Dive Brief:
- Warren Buffett's Berkshire Hathaway had $55.5 billion in cash on June 30, which is the first time the company ended a quarter on the fiscal calendar above $50 billion since Buffett became chairman and CEO, Bloomberg reports.
- $55.5 billion is more than twice the amount Buffett wants to have available to pay any unexpectedly hefty insurance claims and raises the notion that Buffett is waiting on a "fat pitch" to make a big acquisition.
Dive Insight:
Electric utilities are known to be among Buffett's preferred M&A targets with Berkshire having recently acquired NV Energy for $5.6 billion and moving to buy Canadian transmission company AltaLink. "We're going to keep [investing in energy] as far as the eye can see," Buffett said at Edison Electric Institute's (EEI) annual meeting.
But who could Buffett buy? There a few possibilities.
Bankrupt Energy Future Holdings' transmission and distribution utility Oncor is up for auction and is viewed by many analysts as a premium asset located in Texas' growing economic environment. Buffett could make a bid for the utility, but only if it comes at a friendly price and boasts attractive returns.
Wisconsin Energy, which recently moved to buy Integrys for $5.8 billion, is another candidate thanks to its good management and favorable regulatory environment, both of which Buffett is known to like.

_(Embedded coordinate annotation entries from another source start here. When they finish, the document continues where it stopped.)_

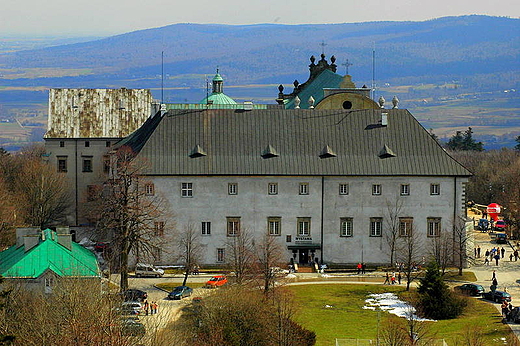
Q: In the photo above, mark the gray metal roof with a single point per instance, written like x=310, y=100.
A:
x=235, y=142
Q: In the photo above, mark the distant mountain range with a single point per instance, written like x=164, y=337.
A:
x=452, y=72
x=270, y=53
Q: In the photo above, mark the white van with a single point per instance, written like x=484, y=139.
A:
x=147, y=270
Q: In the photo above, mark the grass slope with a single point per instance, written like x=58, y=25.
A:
x=347, y=319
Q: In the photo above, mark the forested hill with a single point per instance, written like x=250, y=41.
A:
x=272, y=53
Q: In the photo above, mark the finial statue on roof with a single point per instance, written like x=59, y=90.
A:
x=395, y=102
x=311, y=102
x=382, y=102
x=297, y=102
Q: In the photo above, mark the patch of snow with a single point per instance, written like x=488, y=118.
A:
x=389, y=302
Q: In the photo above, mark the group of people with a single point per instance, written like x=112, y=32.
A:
x=496, y=254
x=150, y=308
x=361, y=268
x=391, y=280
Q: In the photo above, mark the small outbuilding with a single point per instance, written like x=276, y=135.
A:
x=41, y=257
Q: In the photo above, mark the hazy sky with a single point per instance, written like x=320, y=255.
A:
x=106, y=17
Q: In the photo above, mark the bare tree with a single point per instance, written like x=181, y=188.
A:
x=460, y=241
x=190, y=250
x=240, y=252
x=410, y=255
x=268, y=255
x=391, y=233
x=123, y=212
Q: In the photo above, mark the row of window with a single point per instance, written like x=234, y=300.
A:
x=87, y=144
x=303, y=227
x=272, y=189
x=86, y=164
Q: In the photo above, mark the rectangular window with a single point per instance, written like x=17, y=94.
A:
x=186, y=189
x=158, y=228
x=233, y=226
x=149, y=189
x=62, y=163
x=221, y=255
x=156, y=253
x=106, y=164
x=304, y=226
x=91, y=192
x=274, y=225
x=434, y=226
x=405, y=226
x=87, y=164
x=346, y=226
x=376, y=226
x=376, y=189
x=206, y=228
x=232, y=189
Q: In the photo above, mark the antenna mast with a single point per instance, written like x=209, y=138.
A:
x=162, y=77
x=374, y=72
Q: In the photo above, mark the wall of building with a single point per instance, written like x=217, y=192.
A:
x=83, y=113
x=253, y=204
x=75, y=152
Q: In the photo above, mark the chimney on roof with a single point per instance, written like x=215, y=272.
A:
x=30, y=241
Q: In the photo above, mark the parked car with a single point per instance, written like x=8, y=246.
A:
x=497, y=296
x=500, y=226
x=180, y=292
x=132, y=327
x=483, y=225
x=142, y=269
x=134, y=295
x=131, y=308
x=470, y=289
x=216, y=281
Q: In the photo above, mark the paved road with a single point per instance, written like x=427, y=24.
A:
x=507, y=272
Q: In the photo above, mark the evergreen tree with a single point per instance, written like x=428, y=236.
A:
x=436, y=301
x=464, y=141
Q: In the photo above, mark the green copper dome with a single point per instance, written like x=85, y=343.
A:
x=217, y=96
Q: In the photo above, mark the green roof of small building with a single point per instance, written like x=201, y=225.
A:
x=15, y=262
x=218, y=99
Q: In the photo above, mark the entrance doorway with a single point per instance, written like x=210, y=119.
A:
x=304, y=256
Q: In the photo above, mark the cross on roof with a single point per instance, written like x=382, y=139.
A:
x=323, y=44
x=347, y=64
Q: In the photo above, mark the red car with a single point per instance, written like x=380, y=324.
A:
x=216, y=281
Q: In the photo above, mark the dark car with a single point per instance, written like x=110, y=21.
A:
x=180, y=292
x=497, y=296
x=470, y=289
x=132, y=327
x=134, y=295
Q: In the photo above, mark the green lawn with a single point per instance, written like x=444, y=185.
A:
x=347, y=319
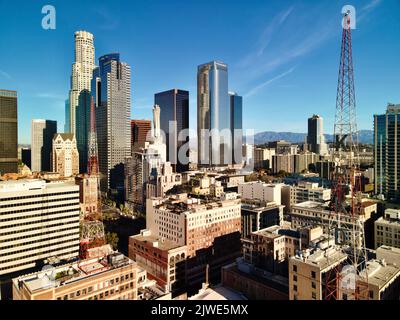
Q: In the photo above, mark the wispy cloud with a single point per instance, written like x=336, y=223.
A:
x=268, y=82
x=266, y=37
x=371, y=5
x=52, y=96
x=5, y=74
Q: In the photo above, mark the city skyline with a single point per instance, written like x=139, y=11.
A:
x=280, y=52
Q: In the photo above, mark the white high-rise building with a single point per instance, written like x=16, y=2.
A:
x=38, y=220
x=42, y=133
x=65, y=156
x=82, y=72
x=315, y=137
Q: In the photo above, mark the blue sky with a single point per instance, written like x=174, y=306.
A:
x=282, y=56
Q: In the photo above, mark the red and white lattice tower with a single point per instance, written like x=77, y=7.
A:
x=346, y=224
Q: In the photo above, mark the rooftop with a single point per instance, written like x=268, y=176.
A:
x=181, y=203
x=55, y=277
x=218, y=293
x=324, y=259
x=380, y=273
x=278, y=231
x=162, y=244
x=311, y=205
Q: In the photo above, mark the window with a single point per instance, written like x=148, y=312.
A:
x=314, y=295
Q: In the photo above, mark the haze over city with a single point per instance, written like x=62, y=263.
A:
x=282, y=55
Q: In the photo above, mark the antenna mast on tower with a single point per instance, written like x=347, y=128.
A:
x=346, y=203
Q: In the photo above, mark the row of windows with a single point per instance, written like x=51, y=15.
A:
x=90, y=289
x=44, y=208
x=70, y=253
x=43, y=195
x=36, y=228
x=42, y=221
x=42, y=234
x=43, y=214
x=19, y=204
x=39, y=247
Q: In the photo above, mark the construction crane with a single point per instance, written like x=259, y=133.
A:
x=346, y=224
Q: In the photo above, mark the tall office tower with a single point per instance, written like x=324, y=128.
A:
x=143, y=164
x=82, y=72
x=386, y=135
x=140, y=133
x=67, y=124
x=138, y=170
x=44, y=223
x=236, y=106
x=213, y=115
x=111, y=90
x=315, y=136
x=82, y=128
x=42, y=133
x=65, y=156
x=8, y=132
x=174, y=118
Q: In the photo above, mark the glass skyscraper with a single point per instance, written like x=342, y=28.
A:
x=82, y=116
x=8, y=132
x=236, y=106
x=315, y=137
x=174, y=106
x=42, y=133
x=67, y=125
x=213, y=115
x=111, y=89
x=387, y=153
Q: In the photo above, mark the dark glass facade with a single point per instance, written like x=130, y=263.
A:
x=387, y=153
x=140, y=133
x=236, y=103
x=174, y=106
x=82, y=116
x=111, y=90
x=213, y=115
x=8, y=132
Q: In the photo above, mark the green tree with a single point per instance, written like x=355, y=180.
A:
x=112, y=239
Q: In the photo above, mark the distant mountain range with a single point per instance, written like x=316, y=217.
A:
x=365, y=137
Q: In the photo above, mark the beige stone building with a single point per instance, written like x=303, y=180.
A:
x=179, y=228
x=88, y=193
x=387, y=229
x=65, y=155
x=163, y=259
x=308, y=272
x=263, y=158
x=113, y=277
x=311, y=213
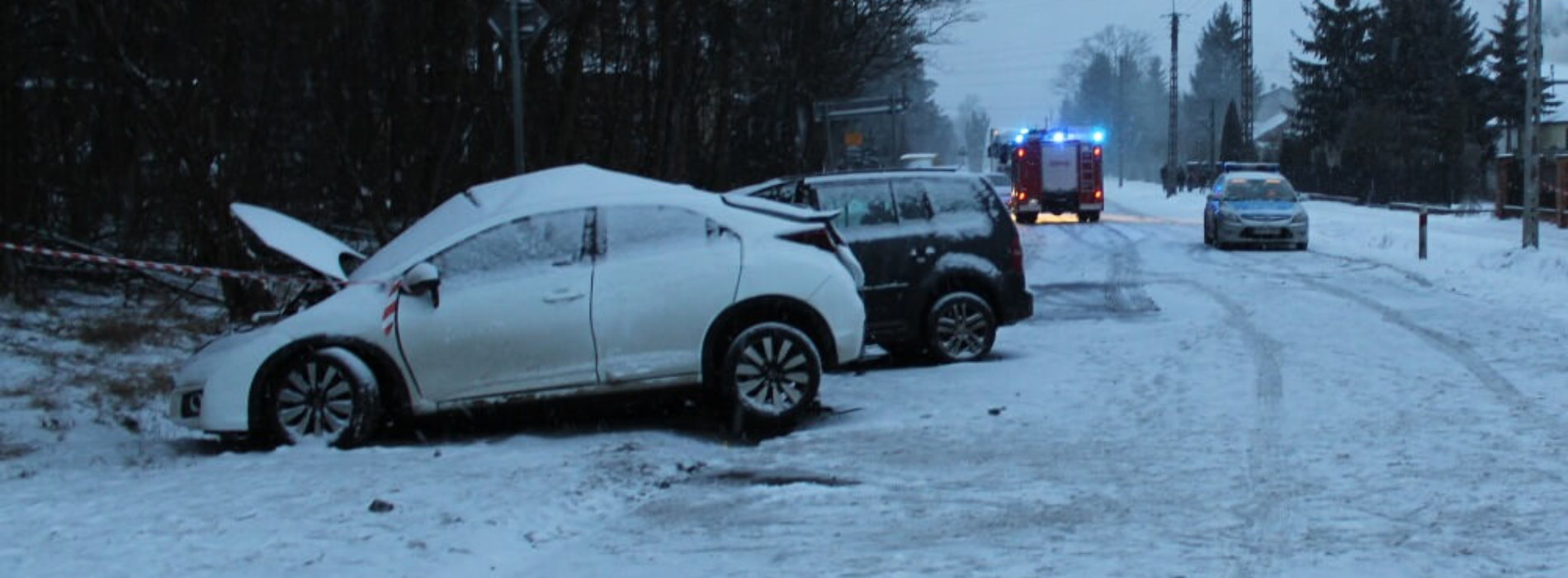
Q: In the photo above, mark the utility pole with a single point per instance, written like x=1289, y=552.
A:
x=1247, y=74
x=515, y=64
x=1172, y=156
x=1533, y=71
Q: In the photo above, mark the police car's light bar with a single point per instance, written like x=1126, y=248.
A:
x=1233, y=167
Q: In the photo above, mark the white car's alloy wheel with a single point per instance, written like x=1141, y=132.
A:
x=772, y=371
x=328, y=395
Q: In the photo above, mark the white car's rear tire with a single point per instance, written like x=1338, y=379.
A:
x=770, y=374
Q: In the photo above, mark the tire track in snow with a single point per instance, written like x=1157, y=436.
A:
x=1266, y=511
x=1266, y=514
x=1452, y=348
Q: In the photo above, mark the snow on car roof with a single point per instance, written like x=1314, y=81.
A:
x=484, y=205
x=571, y=184
x=1254, y=176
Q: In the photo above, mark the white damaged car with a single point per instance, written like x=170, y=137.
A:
x=564, y=282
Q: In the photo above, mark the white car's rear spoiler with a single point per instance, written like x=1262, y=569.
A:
x=780, y=209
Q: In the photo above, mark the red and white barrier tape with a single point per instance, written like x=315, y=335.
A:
x=167, y=268
x=390, y=313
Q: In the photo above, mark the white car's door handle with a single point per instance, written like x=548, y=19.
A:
x=562, y=297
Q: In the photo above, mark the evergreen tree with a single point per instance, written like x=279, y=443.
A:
x=1330, y=79
x=1216, y=76
x=1509, y=64
x=1233, y=146
x=1427, y=80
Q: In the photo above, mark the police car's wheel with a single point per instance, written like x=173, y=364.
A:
x=960, y=327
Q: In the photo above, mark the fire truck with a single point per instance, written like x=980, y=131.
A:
x=1057, y=172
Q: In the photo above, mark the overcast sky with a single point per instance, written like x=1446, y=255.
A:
x=1010, y=57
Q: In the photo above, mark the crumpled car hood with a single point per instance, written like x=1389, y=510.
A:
x=298, y=240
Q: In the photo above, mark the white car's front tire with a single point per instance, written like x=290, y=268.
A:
x=327, y=395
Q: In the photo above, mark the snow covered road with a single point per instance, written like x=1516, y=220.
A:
x=1169, y=410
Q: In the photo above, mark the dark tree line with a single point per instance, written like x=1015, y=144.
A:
x=132, y=126
x=1115, y=82
x=1402, y=99
x=1216, y=88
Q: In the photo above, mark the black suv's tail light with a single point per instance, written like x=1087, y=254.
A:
x=822, y=239
x=1017, y=253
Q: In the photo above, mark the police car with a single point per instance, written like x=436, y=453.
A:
x=1254, y=205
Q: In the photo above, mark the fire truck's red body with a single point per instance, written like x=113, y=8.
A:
x=1059, y=173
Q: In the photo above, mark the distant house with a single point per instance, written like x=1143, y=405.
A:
x=1551, y=134
x=1272, y=120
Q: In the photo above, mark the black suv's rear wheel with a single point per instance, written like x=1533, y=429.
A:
x=770, y=374
x=960, y=327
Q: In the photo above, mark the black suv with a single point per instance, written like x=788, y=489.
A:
x=942, y=261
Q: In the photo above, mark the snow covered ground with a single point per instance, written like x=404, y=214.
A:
x=1169, y=410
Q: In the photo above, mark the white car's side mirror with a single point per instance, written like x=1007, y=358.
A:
x=423, y=278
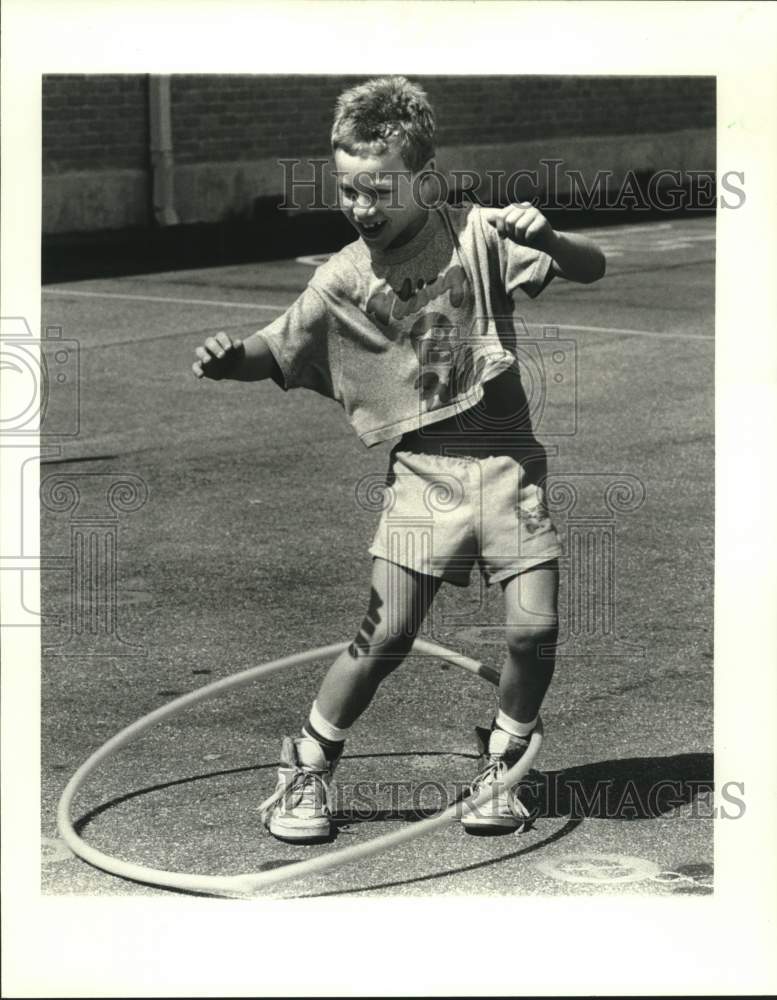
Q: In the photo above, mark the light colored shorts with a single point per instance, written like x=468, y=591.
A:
x=444, y=514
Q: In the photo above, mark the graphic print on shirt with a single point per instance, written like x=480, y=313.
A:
x=447, y=363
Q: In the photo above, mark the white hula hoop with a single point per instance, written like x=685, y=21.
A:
x=250, y=883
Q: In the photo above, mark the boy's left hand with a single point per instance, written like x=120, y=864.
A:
x=523, y=224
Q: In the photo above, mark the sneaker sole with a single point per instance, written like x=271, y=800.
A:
x=490, y=824
x=295, y=835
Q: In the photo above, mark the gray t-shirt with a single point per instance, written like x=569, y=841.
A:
x=406, y=338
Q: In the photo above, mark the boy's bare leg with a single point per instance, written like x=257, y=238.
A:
x=531, y=605
x=399, y=601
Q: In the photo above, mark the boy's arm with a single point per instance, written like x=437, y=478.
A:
x=223, y=356
x=574, y=257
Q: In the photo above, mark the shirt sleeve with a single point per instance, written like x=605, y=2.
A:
x=519, y=267
x=301, y=343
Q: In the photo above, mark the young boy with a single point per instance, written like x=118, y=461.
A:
x=410, y=329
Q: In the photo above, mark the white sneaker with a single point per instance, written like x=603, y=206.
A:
x=298, y=810
x=509, y=808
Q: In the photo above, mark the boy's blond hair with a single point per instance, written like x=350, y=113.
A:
x=370, y=116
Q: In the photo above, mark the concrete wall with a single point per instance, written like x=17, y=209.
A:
x=229, y=132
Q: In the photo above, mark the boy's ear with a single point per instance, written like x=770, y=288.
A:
x=429, y=182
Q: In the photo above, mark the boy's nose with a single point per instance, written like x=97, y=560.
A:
x=364, y=206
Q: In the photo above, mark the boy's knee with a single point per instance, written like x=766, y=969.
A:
x=382, y=645
x=527, y=639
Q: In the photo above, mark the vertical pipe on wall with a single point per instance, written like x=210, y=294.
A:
x=161, y=151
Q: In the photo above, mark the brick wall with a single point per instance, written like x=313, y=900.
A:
x=229, y=131
x=95, y=123
x=245, y=118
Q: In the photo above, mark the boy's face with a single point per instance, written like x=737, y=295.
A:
x=380, y=197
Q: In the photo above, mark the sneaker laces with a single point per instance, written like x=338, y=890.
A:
x=301, y=788
x=490, y=775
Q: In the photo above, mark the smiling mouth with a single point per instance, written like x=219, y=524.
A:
x=372, y=229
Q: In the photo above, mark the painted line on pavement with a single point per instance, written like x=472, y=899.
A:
x=164, y=298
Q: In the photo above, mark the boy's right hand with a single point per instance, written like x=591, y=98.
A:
x=218, y=357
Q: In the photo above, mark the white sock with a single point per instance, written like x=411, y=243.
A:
x=325, y=728
x=512, y=726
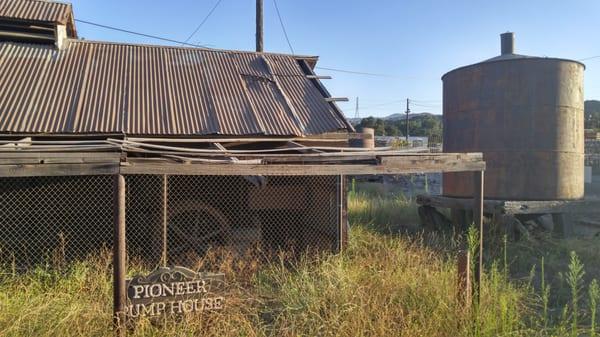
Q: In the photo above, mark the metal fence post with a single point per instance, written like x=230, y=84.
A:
x=478, y=220
x=119, y=256
x=165, y=182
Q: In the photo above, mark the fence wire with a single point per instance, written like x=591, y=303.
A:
x=173, y=220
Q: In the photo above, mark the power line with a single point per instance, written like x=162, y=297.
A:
x=140, y=34
x=283, y=26
x=203, y=21
x=354, y=72
x=589, y=58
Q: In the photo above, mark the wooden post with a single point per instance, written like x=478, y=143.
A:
x=343, y=212
x=119, y=256
x=478, y=221
x=464, y=288
x=368, y=138
x=259, y=26
x=165, y=219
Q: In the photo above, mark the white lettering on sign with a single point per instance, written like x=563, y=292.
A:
x=175, y=307
x=173, y=291
x=169, y=289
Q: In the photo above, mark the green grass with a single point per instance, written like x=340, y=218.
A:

Finally, there's Alliant Energy, which operates in the same regions as Berkshire Hathaway Energy, and Westar Energy, which is currently pursuing one of the largest utility capital investment programs in the U.S. Buffett prefers bolt-on acquisitions that offer further returns in places where he already has a foothold, according to Robert Miles, an authority on Buffett and Berkshire Hathaway. And the promise of a healthy capital spend program is pretty hard to pass up when you've got as much money as Buffett does.